To withstand the pressure of the water, the dam is built of concrete and rammed earth. It was a huge wall almost four kilometers long and sixteen meters high, which, despite the legend of indestructibility, was partially demolished. The Ukrainian government hopes to achieve an immediate reconstruction of the dam, but assumes that the hydroelectric power plant is lost forever.

Kajovka’s endurance is legendary. In fact, in the conflicts to expel the Russians from Kherson the object was hit by Ukrainian missiles and continued to stand. The Moscow media remind that last November the dam was damaged by the explosion of the Himar rocket launched by the Ukrainian army. And they add that a series of blows to this structure would weaken its resistance enough to collapse.

However, this hypothesis is not approved by Ukrainian experts, who believe that it is impossible to demolish a dam of such proportions with the conventional weapons at the disposal of their army. “The weapons currently used by the Ukrainians to destroy roads and bridges are not enough”Jurij Sobolevski, the first vice-president of the Kherson Regional Council, told the digital media UP’.

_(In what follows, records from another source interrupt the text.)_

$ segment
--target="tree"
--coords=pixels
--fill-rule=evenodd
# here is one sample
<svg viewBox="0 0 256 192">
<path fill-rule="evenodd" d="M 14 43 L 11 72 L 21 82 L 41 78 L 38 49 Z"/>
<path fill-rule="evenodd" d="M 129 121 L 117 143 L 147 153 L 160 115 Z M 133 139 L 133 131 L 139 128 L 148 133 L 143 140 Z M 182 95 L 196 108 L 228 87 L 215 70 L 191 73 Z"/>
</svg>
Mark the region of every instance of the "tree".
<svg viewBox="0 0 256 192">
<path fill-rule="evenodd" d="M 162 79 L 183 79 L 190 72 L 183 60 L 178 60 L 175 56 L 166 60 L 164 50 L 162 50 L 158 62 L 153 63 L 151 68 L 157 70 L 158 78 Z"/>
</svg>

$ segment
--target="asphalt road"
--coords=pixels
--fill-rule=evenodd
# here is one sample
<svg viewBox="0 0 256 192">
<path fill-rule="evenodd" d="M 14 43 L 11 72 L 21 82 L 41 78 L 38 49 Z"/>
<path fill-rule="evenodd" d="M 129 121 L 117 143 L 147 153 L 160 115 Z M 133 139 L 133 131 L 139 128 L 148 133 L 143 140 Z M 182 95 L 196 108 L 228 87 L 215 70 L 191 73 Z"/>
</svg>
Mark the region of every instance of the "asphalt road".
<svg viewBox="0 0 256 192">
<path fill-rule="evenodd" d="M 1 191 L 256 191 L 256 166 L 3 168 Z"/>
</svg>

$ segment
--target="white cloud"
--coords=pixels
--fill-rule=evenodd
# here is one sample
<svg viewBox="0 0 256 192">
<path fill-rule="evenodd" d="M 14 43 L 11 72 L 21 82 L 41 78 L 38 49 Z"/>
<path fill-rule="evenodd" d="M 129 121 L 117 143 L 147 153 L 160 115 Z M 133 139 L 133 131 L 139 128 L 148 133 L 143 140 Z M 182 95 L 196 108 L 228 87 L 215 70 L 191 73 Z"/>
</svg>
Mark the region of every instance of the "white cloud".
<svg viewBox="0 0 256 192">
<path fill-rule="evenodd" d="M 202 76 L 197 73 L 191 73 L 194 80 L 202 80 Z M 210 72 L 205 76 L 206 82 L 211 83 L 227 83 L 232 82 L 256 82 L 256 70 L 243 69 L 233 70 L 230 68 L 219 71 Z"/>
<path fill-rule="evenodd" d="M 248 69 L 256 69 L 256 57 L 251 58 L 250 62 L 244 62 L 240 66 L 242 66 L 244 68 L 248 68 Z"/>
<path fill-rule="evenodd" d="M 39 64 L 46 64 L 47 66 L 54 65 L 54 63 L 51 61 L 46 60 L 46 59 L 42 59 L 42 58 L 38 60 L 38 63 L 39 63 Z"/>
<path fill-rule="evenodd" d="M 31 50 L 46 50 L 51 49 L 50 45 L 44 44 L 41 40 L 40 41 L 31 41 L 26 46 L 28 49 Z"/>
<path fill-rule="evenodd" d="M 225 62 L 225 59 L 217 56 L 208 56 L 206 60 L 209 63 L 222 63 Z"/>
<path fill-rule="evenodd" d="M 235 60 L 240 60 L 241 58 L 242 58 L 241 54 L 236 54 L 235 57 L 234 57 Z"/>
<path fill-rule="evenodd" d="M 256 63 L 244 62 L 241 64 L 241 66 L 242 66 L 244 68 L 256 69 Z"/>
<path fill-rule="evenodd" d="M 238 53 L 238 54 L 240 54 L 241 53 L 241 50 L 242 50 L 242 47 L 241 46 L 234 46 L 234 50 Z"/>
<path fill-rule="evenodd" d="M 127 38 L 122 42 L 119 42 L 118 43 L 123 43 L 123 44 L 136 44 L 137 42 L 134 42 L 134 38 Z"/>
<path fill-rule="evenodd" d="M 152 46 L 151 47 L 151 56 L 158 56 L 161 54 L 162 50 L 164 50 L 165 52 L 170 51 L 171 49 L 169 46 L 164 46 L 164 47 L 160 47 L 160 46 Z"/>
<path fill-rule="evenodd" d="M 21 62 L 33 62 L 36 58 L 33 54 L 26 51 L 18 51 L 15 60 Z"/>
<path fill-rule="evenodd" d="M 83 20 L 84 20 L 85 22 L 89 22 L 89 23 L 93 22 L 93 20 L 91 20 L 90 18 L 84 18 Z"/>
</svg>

The head of military espionage, Kyrylo Budanov, told the same newspaper last October that the dam was “really built with military actions in mind: it’s a capital structure with a margin of safety. It is very difficult to destroy it from the outside, it probably requires tactical nukes. But if there is access to this infrastructure, as Russian troops have, then it can be undermined from within.”

This is the key that Zelensky’s government is currently considering. A few months ago, the president warned that Russian troops mined the locks of the reservoir and the base of the headquarters electric. The General Staff does not rule out that the cause of the collapse is the same mine or a more recent action by Russian military demolition experts, after Moscow approved the flood as a last resort against the announced Ukrainian counter-offensive in the Donetsk region.

Military sources claim that breaking through it required very precise knowledge of the dam’s weak points, along with very wide access to the facilities. Because, according to the data collected so far, the technicians suspect that the blasting, at least partially, could have been carried out from the inside, and not just by direct sabotage on the outer wall. “To destroy the Kakhov Dam, tens of tons of properly placed explosives are needed. You can’t place them somewhere nearby because they won’t do anything,” warned Budanov at that October meeting, where an expert on this type of operation specified that a six-ton ​​TNT detonation would only open a small hole in the concrete. wall. Technicians calculate that the Russians would need much larger amounts of explosives to breach the dam, or to cause enough damage for the water pressure to breach it.

While the Kremlin denies that the disaster in Kahovka was the result of its military action, in the minds of the Zelenskyi government, but also in the leadership of NATO, Stalin’s previous experience in stopping the advance of the Nazis through floods is remembered.

The National Academy of Sciences of Ukraine has already warned of the danger of the dam collapsing. According to his analysis, there would then be an “artificial and uncontrolled flood” that would flood both banks of the river, but especially the left area of ​​Kherson because their houses were located at a lower level of the ground. A perfect X-ray of what happened this Tuesday. The water, according to other estimates, will affect nearly a million people and dry up irrigation canals in a large area, including all of southern Kherson, the valuable Kalanchak rice fields, and even the Crimea. After the first devastating attack on the alluvial plains, Kherson already has water in the streets.

Source: La Vozde Galicia

Amelia

Amelia

I am Amelia James, a passionate journalist with a deep-rooted interest in current affairs. I have more than five years of experience in the media industry, working both as an author and editor for 24 Instant News. My main focus lies in international news, particularly regional conflicts and political issues around the world.